Anyway, this brings me back to Ianto. As fans we watched as he struggled with his feelings for Jack. Jack had killed his girlfriend, and yet, like many others, Ianto was drawn to him. Maybe it was sex at first, just a bit of fun with a stopwatch. But by the time he died, their story had developed into a love story. When Ianto whispers his love for Jack as he dies, it’s heart breaking because you think that there will be no more and I wanted more, even down to buying curtains—old joke. Fortunately, because of the audio plays from the BBC and Big Finish, this isn’t the case, but at the time, it felt like the end had come to soon. Fandom exploded. Accusations of ‘bury the gays’ were levelled at Russell T Davies. A shrine was built to Ianto, a fictional character, in Cardiff Bay. This shrine is still there eleven years later.

Back to Doctor Who and Matt Smith’s eleventh Doctor and the connection to my other obsession. The opening episodes of series six, The Impossible Astronaut and The Day of the Moon, got me writing again because of one character, Canton Everett Delaware III played by Mark Sheppard and his father Morgan Sheppard. I fell in love with character and the actor and wrote an 80K fanfiction called The Canton Chronicles. My fandom friends pointed me towards a show called Supernatural in which he played the baddie, Crowley. I caught up six and a half series to join along with their weekly watch. 

Yes, I loved Crowley, but in series four, Castiel appeared making one of the greatest TV show entrances ever. For me, the connection between the gorgeous Dean and his angel was immediately obvious. I found others had seen it too. I discovered Destiel. This time around I discovered Tumblr. I watched fascinated as these two edged nearer to each other then pulled away. Maybe it was because I’d never watched the brothers in real time that I didn’t invest in their relationship. My investment in Destiel was total. This, for me, was Jack and Ianto all over again. I waited, and waited, and waited. I hoped and despaired. And yes, I loved Cockles too. Then they announced season fifteen would be the last. Would they go there? Could they make Destiel canon? I don’t think it was any secret that Misha was on board with the idea and Jensen had played bisexual before. Last week, during the US elections, Destiel trended higher than the elections and Putin because Castiel confessed his love for Dean. 

It wasn’t the first time he’d said I love you, but this was different. Misha has since acknowledged that this was different. Castiel says he wants something he knows he can never have, and those, for me, are the words which make this declaration different. It is a heart-breaking scene. It has made me happy, sad, and angry. I’m happy that Castiel said it.
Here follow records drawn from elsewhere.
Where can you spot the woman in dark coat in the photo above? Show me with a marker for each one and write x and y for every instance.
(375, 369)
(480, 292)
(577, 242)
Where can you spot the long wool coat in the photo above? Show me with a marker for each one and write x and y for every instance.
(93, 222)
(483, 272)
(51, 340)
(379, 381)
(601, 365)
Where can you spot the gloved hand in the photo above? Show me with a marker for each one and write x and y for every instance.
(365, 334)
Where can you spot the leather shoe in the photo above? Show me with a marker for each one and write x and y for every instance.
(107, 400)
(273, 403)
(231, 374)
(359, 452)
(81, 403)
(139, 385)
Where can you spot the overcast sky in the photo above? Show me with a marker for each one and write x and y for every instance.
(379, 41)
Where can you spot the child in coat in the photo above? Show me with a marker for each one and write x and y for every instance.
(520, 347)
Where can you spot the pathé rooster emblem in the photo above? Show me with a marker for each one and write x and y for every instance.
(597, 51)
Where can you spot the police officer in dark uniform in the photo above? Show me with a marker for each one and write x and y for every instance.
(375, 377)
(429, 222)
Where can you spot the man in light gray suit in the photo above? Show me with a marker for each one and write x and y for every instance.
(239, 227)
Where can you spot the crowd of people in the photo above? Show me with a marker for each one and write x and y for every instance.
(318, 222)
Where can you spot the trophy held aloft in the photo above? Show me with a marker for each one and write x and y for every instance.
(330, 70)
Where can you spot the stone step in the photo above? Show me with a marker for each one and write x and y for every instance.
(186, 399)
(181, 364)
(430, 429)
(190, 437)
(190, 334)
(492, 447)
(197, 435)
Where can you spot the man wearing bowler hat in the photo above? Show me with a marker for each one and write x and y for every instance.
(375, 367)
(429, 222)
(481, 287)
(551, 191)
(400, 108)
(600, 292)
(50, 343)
I’m sad Dean didn’t get chance to reply, and that this might be the last time we see Castiel. And I’m angry because, like Ianto, Castiel immediately dies. Ianto is sacrificed and Cas is sacrificed. ‘Bury the gays’ strikes once more. And I’m back watching videos, reading fanfiction, and writing a fix it, depending on what happens in the last two episodes, because I still have hope it’s not the last we’ve seen of Castiel.

I’ve thought a lot about the connection between my love for these two programmes and gay romance lately, and I think what these stories give me is the chance to become a cheerleader. I support Cardiff City and Leeds United football teams. I’m used to being happy and sad in equal measure. When I pick up a book, sometimes I wonder whether to continue, but by the end, I want the main characters to get their happy ending. TV and film often provide no guarantees for LGBTQ+ characters, but the stories I read do. And let’s face it, today we all need a happy ending. Fingers crossed, there’s still an outside chance for Destiel.